Flexible Memory Access
async_mmap
is TAPA’s flexible interface to access external memory through
the AXI protocol.
It exposes the five AXI channels (AR, R, AW, W, B) in C++.
In this way,
users have maximal control over how they want to access the external memory.
The async_mmap
feature has several advantages:
Richer expressiveness and more flexible memory access pattern.
Runtime burst detection.
Smaller area overhead.
A successful case is the SPLAG accelerator for single-source shortest path (SSSP), which achieves up to a 4.9× speedup over state-of-the-art SSSP accelerators, up to a 2.6× speedup over 32-thread CPU running at 4.4 GHz, and up to a 0.9× speedup over an A100 GPU (that has 4.1× power budget and 3.4× HBM bandwidth).
That being said,
async_mmap
is relatively more difficult to use when compared to the
conventional approach (abstract external memory as a simple array)

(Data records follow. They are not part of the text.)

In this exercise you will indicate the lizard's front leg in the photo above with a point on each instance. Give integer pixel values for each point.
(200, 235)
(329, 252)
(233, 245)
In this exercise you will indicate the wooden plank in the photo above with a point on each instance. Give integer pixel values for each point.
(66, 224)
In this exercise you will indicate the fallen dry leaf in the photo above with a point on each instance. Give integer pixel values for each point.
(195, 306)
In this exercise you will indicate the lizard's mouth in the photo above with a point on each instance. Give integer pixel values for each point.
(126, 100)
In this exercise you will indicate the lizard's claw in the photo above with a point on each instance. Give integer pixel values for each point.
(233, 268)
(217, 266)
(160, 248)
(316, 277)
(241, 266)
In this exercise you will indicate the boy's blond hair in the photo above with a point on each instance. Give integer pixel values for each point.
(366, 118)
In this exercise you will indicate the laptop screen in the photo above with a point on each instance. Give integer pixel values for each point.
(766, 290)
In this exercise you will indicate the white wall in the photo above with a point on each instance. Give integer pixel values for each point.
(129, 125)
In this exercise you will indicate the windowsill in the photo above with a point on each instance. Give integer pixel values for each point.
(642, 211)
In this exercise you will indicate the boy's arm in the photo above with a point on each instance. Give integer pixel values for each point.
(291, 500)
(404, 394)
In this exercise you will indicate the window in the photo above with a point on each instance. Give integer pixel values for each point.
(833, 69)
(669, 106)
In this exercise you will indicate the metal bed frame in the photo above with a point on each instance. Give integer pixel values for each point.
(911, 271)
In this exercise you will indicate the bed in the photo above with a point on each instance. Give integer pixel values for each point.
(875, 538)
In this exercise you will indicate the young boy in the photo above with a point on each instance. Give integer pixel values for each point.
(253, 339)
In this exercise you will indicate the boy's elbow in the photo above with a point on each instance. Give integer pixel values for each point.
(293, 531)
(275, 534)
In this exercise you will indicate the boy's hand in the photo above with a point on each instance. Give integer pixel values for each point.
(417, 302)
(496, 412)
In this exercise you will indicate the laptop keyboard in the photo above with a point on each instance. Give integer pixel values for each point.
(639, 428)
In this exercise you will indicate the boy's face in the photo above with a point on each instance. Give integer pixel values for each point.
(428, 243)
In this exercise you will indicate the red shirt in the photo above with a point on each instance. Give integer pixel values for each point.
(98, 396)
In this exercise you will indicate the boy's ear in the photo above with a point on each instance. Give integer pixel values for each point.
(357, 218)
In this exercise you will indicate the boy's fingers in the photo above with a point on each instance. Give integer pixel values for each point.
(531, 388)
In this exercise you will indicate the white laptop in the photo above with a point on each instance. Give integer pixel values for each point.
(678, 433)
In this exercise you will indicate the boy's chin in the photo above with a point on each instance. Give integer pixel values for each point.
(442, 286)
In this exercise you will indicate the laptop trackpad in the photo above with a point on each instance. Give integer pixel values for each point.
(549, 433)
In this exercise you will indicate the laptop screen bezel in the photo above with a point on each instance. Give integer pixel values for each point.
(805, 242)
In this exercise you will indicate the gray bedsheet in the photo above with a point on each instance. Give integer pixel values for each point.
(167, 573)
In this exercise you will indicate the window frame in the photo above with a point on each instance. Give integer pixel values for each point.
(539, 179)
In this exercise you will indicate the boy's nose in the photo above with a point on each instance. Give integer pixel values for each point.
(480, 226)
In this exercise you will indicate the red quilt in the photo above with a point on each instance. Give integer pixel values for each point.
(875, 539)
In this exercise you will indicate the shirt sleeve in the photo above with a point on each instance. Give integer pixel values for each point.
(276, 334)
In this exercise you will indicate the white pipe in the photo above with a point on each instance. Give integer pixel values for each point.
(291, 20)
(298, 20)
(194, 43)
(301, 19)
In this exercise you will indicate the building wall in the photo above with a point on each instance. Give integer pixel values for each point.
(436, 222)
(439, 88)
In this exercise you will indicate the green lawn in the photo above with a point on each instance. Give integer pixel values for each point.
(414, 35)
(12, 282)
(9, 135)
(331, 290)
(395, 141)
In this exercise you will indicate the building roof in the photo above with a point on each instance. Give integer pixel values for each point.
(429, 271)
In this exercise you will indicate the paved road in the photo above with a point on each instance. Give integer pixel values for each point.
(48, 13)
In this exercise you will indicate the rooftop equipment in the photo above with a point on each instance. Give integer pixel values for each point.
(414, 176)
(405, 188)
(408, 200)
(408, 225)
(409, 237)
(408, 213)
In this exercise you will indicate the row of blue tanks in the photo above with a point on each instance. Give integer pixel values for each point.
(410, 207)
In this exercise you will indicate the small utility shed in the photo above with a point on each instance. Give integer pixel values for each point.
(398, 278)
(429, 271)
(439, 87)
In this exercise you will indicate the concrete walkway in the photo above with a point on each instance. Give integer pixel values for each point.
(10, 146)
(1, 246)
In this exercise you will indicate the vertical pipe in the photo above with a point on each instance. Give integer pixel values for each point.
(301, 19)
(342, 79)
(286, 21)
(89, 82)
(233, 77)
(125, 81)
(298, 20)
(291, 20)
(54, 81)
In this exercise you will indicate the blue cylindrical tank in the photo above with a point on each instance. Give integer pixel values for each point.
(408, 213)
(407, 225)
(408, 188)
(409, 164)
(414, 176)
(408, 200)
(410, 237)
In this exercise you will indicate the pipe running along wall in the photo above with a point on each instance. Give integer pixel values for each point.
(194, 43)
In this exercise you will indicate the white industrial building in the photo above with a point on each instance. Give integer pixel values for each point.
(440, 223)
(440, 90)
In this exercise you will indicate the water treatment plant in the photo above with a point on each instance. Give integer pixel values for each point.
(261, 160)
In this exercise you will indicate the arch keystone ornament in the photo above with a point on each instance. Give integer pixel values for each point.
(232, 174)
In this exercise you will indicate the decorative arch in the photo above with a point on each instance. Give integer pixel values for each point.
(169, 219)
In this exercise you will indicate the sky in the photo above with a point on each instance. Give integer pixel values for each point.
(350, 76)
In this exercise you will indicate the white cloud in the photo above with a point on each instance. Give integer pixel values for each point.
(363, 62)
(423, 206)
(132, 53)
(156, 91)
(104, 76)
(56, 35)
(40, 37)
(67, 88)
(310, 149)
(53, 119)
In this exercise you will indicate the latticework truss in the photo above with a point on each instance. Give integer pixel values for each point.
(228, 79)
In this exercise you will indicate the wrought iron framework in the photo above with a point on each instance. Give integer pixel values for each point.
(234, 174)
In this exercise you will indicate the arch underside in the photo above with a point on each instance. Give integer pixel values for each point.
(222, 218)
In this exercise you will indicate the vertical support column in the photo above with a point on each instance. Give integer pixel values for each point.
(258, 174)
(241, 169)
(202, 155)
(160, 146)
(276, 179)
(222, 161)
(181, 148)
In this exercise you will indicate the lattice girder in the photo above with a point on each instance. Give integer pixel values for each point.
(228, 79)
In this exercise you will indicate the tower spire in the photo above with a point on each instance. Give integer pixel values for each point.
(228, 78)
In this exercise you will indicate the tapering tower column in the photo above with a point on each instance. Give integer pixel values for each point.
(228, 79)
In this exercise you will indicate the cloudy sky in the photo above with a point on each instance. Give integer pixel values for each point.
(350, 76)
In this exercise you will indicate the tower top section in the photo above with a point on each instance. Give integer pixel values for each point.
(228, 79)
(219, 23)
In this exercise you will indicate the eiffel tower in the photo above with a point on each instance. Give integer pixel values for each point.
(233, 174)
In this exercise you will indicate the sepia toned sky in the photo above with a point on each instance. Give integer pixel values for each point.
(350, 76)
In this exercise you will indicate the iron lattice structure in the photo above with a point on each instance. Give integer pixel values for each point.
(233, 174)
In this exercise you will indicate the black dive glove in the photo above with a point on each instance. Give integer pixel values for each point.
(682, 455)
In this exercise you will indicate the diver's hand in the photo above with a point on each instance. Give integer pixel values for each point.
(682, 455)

because of the extra expressiveness.
This tutorial shows examples of how to bring out the most potential of
async_mmap
.
The Programming Model of async_mmap
The following code shows the definition of async_mmap
:
template <typename T>
struct async_mmap {
using addr_t = int64_t;
using resp_t = uint8_t;
tapa::ostream<addr_t> read_addr;
tapa::istream<T> read_data;
tapa::ostream<addr_t> write_addr;
tapa::ostream<T> write_data;
tapa::istream<resp_t> write_resp;
};
async_mmap
abstracts an external memory as an interface consisting of 5 channels/streams/FIFOs, as shown in the following figure.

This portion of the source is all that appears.